Demolition of Mossband Viaduct, Carlisle
Since the mid 1990’s, the main trunk road on the west coast of England for drivers heading to Scotland has been the M6 motorway. However, the motorway ends at Junction 44 near Carlisle, and a 9km stretch of the A74 dual highway continues before reaching the A74(M) just inside the border at Guards Mill near Gretna Green. In 2005, work started on a contract known as the M6 Extension to uprate the old A74 and provide drivers with a continuous 640km of motorway stretching from Dover to Scotland.
The old A74 was built in the 1970’s and while the roadways could be widened and realigned, the old concrete viaduct that carried the road over the West Coast Main Line railway had a history of corrosion in its post-tensioned tendons and could not be incorporated into the new scheme. It was redundant and demolition was the only answer.
The design of the old viaduct consisted of a number of 45.00m long x 10.30m wide deck sections, each weighing approximately 1000t. With an actual span of only 33.52m and constructed with suspended span bearings, clearly a novel approach was needed to demolish this aging structure, particularly because it was located both adjacent to and crossing over a live railway line. The main contractor, Carillion, decided to use a pair of Self Propelled Modular Transporters, (SPMT’s), to lift the deck sections and transport them approximately 20m sideways where they would be positioned onto temporary supports. From here, the SPMT’s would be removed and the sections would subsequently be lowered to the ground hydraulically before demolition.
However, from a temporary construction point of view, the bridge decks were not designed to be supported on the 19.0m span effectively dictated by the SPMT’s and an additional and substantial amount of external post-tensioning was required on the top deck to keep the structure stable during handling. To meet this requirement, the main contractor designed and specified 84 type 12 x 47mm Ø St 950/1050 tendons, each 36.0m long, installed on six of the bridge decks. New concrete restraint blocks 0.6m deep x 1.5m wide x 5.5m long were cast on top of the existing deck and the tendons passed through ducts at 300mm centres and 300mm above the existing deck.
Special timbers cut to the right depth were laid across the deck to both support the bars and aid their assembly prior to stressing. Despite their 170kg weight, the 12.0m long bars were easily slid into position and fed through the ducts. However, to avoid rotating the heavy bars during coupling, the technique adopted was to fully thread a coupler onto one bar, align the other bar using a simple guide to maintain the correct pitch and then screw the coupler back over the two bars. Set screws in the coupler were used to ensure it was retained in its correct position and additionally the bars were pre-marked to show the correct coupler engagement and give DSI’s technicians an accurate and permanent visual reminder that the joint had been assembled correctly.
Stressing was carried out in a specified sequence of 50%, 75% and 100% of working load before all the bars were locked-off typically between 570kN - 713kN, depending on the span.
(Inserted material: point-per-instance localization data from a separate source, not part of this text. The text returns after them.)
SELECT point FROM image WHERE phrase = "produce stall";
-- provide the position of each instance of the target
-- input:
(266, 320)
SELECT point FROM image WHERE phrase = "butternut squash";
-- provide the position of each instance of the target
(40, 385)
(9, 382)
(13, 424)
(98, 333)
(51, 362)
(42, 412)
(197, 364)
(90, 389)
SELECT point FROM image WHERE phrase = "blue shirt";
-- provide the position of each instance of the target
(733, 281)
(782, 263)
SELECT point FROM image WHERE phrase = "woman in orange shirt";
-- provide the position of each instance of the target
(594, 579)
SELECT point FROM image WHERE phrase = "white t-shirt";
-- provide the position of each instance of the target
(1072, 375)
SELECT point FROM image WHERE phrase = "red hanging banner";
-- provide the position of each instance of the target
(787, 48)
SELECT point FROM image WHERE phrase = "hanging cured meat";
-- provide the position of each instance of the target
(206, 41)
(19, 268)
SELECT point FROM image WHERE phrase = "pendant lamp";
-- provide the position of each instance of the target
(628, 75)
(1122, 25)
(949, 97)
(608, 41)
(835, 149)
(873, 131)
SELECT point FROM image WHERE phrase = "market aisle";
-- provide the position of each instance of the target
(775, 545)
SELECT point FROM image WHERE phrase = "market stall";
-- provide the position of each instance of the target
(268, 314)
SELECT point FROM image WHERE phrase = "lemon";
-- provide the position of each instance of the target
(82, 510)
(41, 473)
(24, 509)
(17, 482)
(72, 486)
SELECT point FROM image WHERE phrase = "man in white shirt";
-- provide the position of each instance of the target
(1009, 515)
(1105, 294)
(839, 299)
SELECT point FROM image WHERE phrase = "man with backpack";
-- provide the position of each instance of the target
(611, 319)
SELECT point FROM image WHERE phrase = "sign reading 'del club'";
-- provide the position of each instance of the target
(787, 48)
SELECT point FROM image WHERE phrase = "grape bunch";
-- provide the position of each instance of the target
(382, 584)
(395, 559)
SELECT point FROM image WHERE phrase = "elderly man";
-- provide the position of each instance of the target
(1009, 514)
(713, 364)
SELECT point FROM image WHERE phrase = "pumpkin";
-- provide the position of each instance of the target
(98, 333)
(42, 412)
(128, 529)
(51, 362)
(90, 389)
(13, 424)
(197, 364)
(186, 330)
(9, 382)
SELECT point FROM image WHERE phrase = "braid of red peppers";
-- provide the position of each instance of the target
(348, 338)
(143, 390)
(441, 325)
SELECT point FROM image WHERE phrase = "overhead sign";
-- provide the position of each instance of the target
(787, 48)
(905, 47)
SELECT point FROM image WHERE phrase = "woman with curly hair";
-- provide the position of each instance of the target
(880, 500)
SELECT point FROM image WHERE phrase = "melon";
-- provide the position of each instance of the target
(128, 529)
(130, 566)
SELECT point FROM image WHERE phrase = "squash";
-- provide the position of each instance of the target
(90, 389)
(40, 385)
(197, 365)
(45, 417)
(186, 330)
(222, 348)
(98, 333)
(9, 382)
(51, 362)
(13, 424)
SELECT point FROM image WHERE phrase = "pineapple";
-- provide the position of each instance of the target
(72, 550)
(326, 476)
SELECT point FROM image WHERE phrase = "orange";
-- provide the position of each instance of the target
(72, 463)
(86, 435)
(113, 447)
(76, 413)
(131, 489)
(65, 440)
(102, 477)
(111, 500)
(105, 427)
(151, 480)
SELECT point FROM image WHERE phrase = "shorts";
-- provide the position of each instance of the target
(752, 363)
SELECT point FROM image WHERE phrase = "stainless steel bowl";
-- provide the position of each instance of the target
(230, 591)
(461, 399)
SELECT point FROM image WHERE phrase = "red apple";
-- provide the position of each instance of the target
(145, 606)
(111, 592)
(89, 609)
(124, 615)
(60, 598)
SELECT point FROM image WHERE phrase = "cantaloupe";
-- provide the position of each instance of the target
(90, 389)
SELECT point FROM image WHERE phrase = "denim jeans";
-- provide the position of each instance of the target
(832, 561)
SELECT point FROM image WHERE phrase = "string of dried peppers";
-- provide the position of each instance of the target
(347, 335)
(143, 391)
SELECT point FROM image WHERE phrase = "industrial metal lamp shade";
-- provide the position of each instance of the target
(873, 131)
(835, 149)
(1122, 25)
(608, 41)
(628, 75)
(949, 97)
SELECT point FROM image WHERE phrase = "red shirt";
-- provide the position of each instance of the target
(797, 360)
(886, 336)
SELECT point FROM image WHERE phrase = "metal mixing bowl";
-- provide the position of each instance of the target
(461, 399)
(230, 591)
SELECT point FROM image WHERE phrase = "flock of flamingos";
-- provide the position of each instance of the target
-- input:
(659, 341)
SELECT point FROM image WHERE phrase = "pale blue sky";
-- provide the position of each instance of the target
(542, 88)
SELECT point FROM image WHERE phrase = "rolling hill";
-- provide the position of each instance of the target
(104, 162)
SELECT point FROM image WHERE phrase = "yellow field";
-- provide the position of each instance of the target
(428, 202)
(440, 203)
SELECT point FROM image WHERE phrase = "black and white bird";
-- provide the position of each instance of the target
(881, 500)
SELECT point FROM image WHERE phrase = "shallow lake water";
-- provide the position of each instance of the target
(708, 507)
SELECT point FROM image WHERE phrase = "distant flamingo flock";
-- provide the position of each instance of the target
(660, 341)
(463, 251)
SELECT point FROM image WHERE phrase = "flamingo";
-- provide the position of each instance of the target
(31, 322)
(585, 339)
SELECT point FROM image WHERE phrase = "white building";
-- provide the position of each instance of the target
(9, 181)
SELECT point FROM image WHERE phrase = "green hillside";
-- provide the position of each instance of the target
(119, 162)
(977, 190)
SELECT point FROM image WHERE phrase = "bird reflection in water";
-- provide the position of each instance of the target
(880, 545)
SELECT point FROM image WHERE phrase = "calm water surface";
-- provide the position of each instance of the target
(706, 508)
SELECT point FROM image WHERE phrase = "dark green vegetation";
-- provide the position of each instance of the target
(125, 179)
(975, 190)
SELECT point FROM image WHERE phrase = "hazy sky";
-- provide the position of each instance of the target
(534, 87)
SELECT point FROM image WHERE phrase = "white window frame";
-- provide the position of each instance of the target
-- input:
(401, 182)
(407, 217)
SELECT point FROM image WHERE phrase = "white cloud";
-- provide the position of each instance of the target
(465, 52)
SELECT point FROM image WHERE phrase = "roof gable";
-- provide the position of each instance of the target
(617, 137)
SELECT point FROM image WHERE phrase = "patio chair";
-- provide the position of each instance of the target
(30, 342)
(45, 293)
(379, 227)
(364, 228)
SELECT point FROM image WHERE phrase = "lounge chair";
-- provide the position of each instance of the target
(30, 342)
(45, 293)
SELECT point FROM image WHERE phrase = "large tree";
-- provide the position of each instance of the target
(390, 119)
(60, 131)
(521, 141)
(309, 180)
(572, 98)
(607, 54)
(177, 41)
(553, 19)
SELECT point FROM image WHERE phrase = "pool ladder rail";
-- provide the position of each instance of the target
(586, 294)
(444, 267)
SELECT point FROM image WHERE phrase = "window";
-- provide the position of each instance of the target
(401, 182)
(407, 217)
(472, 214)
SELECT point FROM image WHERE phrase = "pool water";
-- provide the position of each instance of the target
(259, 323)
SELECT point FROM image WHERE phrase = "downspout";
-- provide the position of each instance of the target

In order to keep the load in the deck balanced at all times, 4 x 1100kN stressing jacks were utilized in conjunction with a 4 way hydraulic manifold and a petrol powered hydraulic pump unit. The deck was surveyed continuously at the restraint blocks during the stressing operation and an increase in height of 2mm was recorded – exactly as predicted.
The individual bridge decks were subsequently lifted by the SMPT’s and transported and stored on a specially constructed concrete apron adjacent to the railway line. Following lowering of the decks to ground level, DSI’s technicians were recalled to site to destress the DYWIDAG Bars in reverse order using the same equipment and technique as was used during the stressing operations. From here, the redundant bridge decks were demolished using a variety of techniques and removed from site.
DSI UK Technical Department had a long involvement with Carillion from the on-set and because of the specialist nature of the work, they were invited to install, stress and subsequently destress these tendons, all meeting the very tight and demanding programme.